Con el lema «Arriesgan su vida por el Evangelio» la Iglesia celebra el domingo 3 de marzo el Día de Hispanoamérica. Una jornada para recordar especialmente a los sacerdotes, religiosos, religiosas y laicos, españoles que han salido de sus diócesis de origen para colaborar con la Iglesia católica en Latinoamérica.

Una jornada para:

– Agradecer la inmensa labor realizada por tantos misioneros.

– Orar por la Iglesia Latinoamericana, que ya está dando sus frutos.

– Recordar algunos testimonios de personas que han arriesgado, y entregado su vida por el Evangelio.

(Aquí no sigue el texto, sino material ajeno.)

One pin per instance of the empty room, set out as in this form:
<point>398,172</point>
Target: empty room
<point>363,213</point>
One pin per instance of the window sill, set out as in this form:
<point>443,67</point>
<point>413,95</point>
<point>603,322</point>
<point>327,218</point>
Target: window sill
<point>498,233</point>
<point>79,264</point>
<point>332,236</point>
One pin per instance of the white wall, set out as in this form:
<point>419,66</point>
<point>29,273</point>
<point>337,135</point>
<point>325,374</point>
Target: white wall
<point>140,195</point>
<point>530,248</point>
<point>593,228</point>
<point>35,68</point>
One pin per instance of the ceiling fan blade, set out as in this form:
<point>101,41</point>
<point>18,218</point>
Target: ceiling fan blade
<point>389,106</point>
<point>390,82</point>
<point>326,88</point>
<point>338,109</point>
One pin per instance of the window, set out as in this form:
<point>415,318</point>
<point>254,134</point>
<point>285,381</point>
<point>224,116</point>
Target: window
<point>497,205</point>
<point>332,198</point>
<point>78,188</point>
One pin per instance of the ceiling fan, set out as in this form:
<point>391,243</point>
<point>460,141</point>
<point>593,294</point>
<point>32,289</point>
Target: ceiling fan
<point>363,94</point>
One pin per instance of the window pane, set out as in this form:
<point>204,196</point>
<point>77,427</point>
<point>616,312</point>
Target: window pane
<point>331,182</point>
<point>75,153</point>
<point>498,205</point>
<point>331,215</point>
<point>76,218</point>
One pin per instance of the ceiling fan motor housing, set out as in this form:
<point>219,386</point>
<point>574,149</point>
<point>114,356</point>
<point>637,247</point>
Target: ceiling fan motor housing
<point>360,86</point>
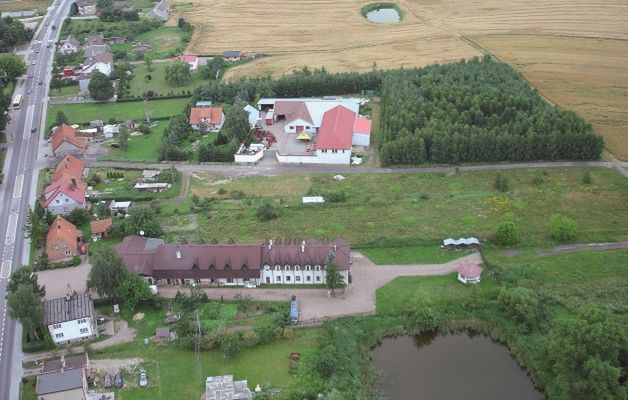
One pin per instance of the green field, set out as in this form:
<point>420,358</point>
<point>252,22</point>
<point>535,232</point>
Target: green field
<point>134,110</point>
<point>171,370</point>
<point>139,85</point>
<point>165,41</point>
<point>424,254</point>
<point>428,207</point>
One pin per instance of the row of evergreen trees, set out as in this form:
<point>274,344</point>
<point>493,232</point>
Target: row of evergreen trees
<point>476,111</point>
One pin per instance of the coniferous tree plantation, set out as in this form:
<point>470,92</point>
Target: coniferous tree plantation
<point>476,111</point>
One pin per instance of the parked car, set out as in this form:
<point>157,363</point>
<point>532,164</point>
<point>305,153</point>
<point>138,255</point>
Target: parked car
<point>117,380</point>
<point>143,379</point>
<point>107,381</point>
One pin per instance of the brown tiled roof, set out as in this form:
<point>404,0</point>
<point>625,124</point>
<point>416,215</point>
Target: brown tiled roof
<point>66,133</point>
<point>226,260</point>
<point>101,225</point>
<point>62,234</point>
<point>213,113</point>
<point>71,166</point>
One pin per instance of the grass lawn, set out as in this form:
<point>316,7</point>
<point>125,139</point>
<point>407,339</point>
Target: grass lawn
<point>427,254</point>
<point>426,207</point>
<point>141,148</point>
<point>122,188</point>
<point>139,85</point>
<point>83,113</point>
<point>572,280</point>
<point>171,370</point>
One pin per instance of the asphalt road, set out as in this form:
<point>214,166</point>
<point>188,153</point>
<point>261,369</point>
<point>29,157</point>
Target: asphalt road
<point>24,133</point>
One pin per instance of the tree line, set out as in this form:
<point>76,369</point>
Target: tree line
<point>476,111</point>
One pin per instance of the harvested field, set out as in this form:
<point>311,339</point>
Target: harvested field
<point>589,76</point>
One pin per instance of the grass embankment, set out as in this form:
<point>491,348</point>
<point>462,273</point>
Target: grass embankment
<point>157,83</point>
<point>134,110</point>
<point>429,207</point>
<point>172,370</point>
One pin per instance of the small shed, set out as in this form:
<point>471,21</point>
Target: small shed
<point>469,273</point>
<point>162,333</point>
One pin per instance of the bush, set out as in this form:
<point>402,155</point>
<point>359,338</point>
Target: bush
<point>507,233</point>
<point>562,228</point>
<point>267,212</point>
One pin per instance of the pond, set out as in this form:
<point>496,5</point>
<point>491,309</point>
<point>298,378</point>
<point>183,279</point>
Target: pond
<point>452,366</point>
<point>383,16</point>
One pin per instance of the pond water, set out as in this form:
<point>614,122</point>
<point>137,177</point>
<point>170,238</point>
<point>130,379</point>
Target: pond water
<point>384,16</point>
<point>452,366</point>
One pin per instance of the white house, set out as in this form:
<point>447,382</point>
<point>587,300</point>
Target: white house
<point>212,118</point>
<point>469,273</point>
<point>70,318</point>
<point>70,45</point>
<point>253,115</point>
<point>103,63</point>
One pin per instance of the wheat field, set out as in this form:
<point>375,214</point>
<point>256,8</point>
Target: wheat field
<point>574,51</point>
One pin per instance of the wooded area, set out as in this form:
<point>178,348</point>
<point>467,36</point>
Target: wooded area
<point>476,111</point>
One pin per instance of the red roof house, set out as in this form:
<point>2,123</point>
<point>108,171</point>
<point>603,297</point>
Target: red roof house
<point>64,141</point>
<point>62,240</point>
<point>213,118</point>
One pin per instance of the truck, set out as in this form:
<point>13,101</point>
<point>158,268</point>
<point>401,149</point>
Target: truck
<point>294,310</point>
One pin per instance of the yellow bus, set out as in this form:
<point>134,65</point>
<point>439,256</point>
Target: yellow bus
<point>17,101</point>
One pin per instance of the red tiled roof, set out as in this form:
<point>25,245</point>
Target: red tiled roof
<point>62,235</point>
<point>73,189</point>
<point>101,225</point>
<point>469,270</point>
<point>336,130</point>
<point>66,133</point>
<point>213,113</point>
<point>362,125</point>
<point>71,166</point>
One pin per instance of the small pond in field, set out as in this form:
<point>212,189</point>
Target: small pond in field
<point>384,15</point>
<point>451,366</point>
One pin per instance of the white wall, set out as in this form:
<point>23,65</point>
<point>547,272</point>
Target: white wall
<point>329,157</point>
<point>299,122</point>
<point>361,139</point>
<point>71,331</point>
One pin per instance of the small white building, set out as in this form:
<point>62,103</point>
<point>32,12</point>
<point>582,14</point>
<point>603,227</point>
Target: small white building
<point>70,318</point>
<point>469,273</point>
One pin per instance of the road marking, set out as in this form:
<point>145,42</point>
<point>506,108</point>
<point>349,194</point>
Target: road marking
<point>5,270</point>
<point>17,188</point>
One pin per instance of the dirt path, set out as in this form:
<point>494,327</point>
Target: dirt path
<point>123,334</point>
<point>359,298</point>
<point>274,168</point>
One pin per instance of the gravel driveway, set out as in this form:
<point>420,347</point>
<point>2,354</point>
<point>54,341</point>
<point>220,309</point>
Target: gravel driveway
<point>359,298</point>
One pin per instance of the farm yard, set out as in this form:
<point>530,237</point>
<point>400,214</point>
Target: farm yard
<point>561,48</point>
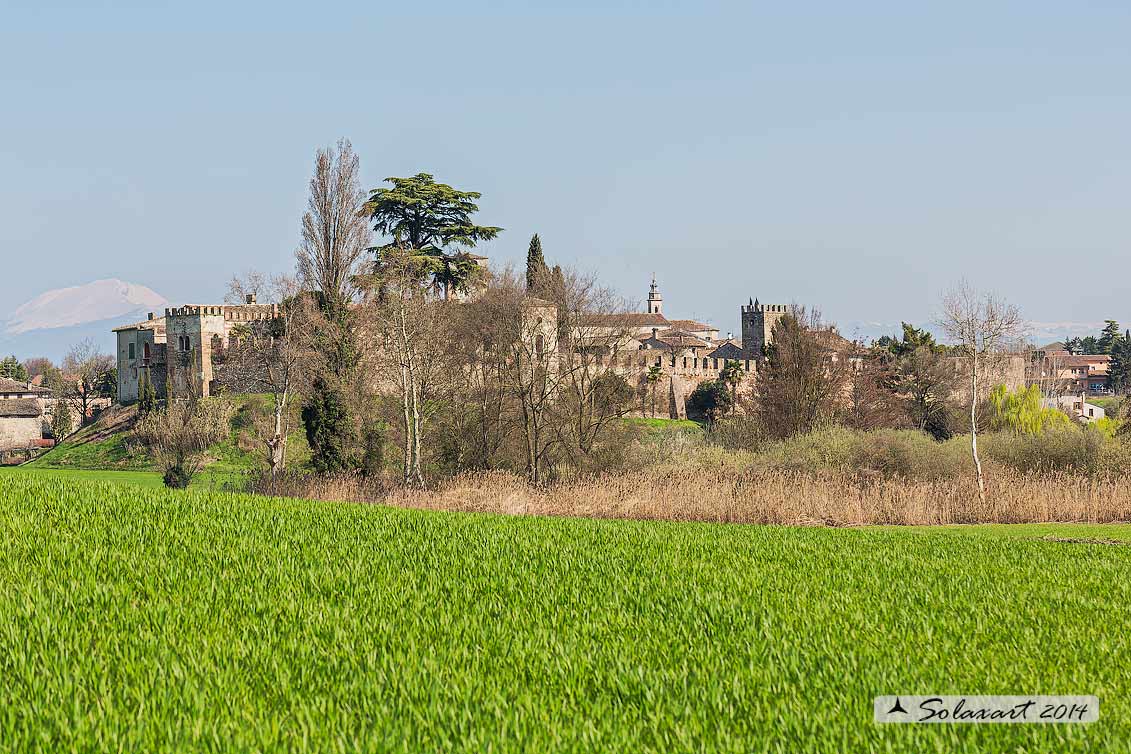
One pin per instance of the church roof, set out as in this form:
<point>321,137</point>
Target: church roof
<point>15,386</point>
<point>690,326</point>
<point>627,319</point>
<point>20,408</point>
<point>675,339</point>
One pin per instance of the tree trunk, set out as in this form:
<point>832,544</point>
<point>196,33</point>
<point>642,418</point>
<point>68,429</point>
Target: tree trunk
<point>974,426</point>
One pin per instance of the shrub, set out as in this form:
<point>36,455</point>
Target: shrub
<point>709,401</point>
<point>1024,410</point>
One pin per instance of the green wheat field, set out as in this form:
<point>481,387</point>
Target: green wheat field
<point>139,620</point>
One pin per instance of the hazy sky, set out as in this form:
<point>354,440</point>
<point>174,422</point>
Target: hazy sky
<point>857,156</point>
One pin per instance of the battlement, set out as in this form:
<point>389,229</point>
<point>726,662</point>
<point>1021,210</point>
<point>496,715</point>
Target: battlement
<point>749,309</point>
<point>239,313</point>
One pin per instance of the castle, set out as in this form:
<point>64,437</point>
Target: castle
<point>184,349</point>
<point>687,352</point>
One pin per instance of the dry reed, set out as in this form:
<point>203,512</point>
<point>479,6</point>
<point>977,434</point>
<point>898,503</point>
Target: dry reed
<point>757,496</point>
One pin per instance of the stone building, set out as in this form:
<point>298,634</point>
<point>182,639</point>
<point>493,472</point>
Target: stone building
<point>687,352</point>
<point>183,349</point>
<point>23,416</point>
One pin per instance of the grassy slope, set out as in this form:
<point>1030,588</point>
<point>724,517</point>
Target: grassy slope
<point>102,450</point>
<point>156,621</point>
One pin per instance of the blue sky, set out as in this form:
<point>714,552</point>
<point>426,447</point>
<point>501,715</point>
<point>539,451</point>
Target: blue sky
<point>860,157</point>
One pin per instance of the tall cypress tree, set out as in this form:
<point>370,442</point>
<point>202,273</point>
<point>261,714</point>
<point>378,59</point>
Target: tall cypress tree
<point>536,270</point>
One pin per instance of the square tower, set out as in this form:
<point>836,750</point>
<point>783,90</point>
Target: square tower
<point>758,322</point>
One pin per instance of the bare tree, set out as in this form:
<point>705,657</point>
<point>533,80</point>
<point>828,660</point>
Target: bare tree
<point>180,433</point>
<point>335,231</point>
<point>88,375</point>
<point>408,348</point>
<point>981,326</point>
<point>555,362</point>
<point>805,379</point>
<point>273,355</point>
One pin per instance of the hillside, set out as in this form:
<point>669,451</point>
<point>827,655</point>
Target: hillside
<point>105,444</point>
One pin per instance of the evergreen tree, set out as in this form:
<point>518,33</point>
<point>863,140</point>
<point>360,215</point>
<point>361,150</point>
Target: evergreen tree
<point>328,427</point>
<point>1120,369</point>
<point>433,222</point>
<point>11,369</point>
<point>147,396</point>
<point>536,270</point>
<point>61,422</point>
<point>1108,337</point>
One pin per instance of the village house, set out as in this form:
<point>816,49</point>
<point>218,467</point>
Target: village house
<point>23,415</point>
<point>1071,373</point>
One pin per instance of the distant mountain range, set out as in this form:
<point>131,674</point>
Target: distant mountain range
<point>53,321</point>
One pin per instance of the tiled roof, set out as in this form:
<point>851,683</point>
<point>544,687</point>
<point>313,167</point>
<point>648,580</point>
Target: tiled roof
<point>20,408</point>
<point>534,301</point>
<point>628,319</point>
<point>1097,360</point>
<point>156,325</point>
<point>730,349</point>
<point>679,339</point>
<point>14,386</point>
<point>690,326</point>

Recordamos hoy a San Óscar Romero. Un hombre que amaba a Dios y a su pueblo. A través de un proceso de purificación y conversión, descubrió que el amor de Jesús hay que ofrecerlo más allá de la zona de confort, arriesgando la vida, y nos decía:

Qué cosa más horrorosa haber vivido bien cómodo, sin ningún sufrimiento, no metiéndose en problemas, bien tranquilo, bien instalado, bien relacionado políticamente, económicamente, socialmente […]. Pero el que por amor a mí se desinstale y acompañe al pueblo y vaya en el sufrimiento del pobre y se encame y sienta suyo el dolor, el atropello… este ganará su vida, porque mi Padre lo premiará”.

Las palabras de Romero no eran meramente informativas, no hablaba en teoría, por el contrario, nuestro querido santo hablaba desde el Evangelio hecho vida.